En alternance avec les expés de la Galerie des Lacs d’Arphidia, nous avions repris en 2007 l’exploration du Trou du Renard, au niveau du Réseau Saint Vincent. L’extrême amont du collecteur Saint Vincent, le bassin siphonnant de –106, est très bien placé par rapport à Arphidia, au BT 6 et à Arrigoyéna.

Grâce à une ouverture météo, nous avons réussi à descendre dans le collecteur Saint Vincent, jusqu’à la Galerie semi-active. Mais avant de poursuivre les rééquipements, plusieurs aménagements s’imposaient, notamment le P 30 et ses étroitures à –50. La désobstruction ne sera pas facile, de par les contraintes météo, le manque de courant d’air, l’étroitesse du puits, la roche en place, mais surtout de par le siphon temporaire qui se met parfois en charge via une perte. Les passages les plus délicats seront agrandis, mais le tout reste encore étroit.


Il ne faut pas oublier que le Trou du Renard est le trou que je qualifierais comme l’un des plus dangereux du massif par ses mises en charges importantes : on sait qu’il se produit régulièrement des remontées d’eau de plus de 50 mètres, et que cette cavité est émissive lors des crues exceptionnelles !

En février 2008, le GSO a organisé une plongée dans le réseau Ravier. Celle-ci démontrera que le siphon amont du réseau Ravier se dirige bien vers le siphon aval du collecteur Saint Vincent.
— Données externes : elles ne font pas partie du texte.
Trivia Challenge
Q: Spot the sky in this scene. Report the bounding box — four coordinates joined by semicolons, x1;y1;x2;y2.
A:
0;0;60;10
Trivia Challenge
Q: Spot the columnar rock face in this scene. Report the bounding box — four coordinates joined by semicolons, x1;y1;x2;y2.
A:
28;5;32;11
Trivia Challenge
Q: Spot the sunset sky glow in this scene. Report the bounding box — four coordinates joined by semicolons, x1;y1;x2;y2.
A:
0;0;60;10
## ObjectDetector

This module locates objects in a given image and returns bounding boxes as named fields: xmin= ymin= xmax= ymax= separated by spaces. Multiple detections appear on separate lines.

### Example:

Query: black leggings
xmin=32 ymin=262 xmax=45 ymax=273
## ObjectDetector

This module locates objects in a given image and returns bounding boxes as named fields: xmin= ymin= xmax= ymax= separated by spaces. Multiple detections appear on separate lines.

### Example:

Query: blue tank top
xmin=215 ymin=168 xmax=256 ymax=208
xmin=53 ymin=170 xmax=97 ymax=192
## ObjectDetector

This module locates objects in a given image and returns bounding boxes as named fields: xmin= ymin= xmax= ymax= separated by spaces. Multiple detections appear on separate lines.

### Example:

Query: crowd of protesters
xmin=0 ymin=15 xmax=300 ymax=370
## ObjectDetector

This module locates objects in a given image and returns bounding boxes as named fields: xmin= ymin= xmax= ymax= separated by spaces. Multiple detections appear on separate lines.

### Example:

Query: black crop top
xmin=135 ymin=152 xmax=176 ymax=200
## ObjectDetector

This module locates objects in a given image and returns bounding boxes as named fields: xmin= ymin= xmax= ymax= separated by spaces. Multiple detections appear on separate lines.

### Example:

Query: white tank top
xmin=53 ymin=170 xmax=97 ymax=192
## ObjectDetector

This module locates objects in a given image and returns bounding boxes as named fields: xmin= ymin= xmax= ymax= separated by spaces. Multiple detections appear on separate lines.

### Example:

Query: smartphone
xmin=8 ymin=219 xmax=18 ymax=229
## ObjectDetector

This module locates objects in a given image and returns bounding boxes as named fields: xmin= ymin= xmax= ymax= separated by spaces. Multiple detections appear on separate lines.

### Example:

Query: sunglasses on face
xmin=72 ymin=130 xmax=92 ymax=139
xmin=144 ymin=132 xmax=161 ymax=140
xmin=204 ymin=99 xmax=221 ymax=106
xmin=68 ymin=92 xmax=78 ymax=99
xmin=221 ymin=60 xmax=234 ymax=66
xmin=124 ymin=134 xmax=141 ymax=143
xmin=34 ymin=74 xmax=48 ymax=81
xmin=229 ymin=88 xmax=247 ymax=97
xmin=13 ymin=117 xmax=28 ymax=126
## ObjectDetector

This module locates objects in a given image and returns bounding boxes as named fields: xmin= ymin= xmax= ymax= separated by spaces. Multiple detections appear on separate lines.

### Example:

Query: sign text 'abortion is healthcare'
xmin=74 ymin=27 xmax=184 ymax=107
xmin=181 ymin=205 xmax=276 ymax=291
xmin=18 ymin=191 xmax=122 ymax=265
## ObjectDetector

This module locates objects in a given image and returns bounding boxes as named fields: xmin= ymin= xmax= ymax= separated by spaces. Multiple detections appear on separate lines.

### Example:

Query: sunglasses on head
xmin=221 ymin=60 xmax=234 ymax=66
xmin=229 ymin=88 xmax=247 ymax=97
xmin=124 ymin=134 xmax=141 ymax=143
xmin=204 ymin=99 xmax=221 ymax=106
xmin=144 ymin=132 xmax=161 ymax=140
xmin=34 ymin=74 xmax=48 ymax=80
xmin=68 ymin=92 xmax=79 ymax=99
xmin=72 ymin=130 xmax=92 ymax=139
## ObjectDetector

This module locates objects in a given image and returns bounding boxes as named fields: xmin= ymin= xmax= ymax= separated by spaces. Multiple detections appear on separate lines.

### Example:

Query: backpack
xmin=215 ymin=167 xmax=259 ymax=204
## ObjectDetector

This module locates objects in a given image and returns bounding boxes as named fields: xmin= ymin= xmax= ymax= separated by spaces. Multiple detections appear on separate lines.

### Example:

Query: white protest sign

Seule la plongée de ce siphon prouvera humainement la jonction entre le réseau Ravier et le réseau Saint Vincent (F.Vasseur avec le soutien des Crapouillaux).

  • Exploration de Mars 2008 :

En mars 2008, après un mois de températures négatives, sans neige et sans redoux, Olivier Lacroix, Régis Lejeune et Antoine Cabotiau profitent de cette ouverture météo pour s’engager dans la Galerie semi-active pour poursuivre l’équipement et faire une reconnaissance du bassin siphonnant de –106.

Depuis 20 ans, personne ne s’était engagé dans la Galerie semi-active. Nous découvrons au fur et à mesure de notre progression les traces de mise en charge, les équipements arrachées par les crues…

Nous retrouvons des maillons et plaquettes du GSHP des années 1986 pratiquement laminés par les montées des eaux régulières. Nous équipons explo car il faut faire vite : même si la météo est clémente, le niveau d’eau n’est pas au plus bas. Arrivés à la base du Puits des Brindilles, Régis va faire un tour dans une galerie sur la gauche et trouve un passage bien marqué. Il progresse d’environ 50 m, avec un arrêt sur rien. Nous regardons la topo, cette galerie n’est pas indiquée. Les anciens auraient loupé ça ? Nous décidons d’y jeter un œil au retour, priorité pour l’instant au bassin siphonnant de –106.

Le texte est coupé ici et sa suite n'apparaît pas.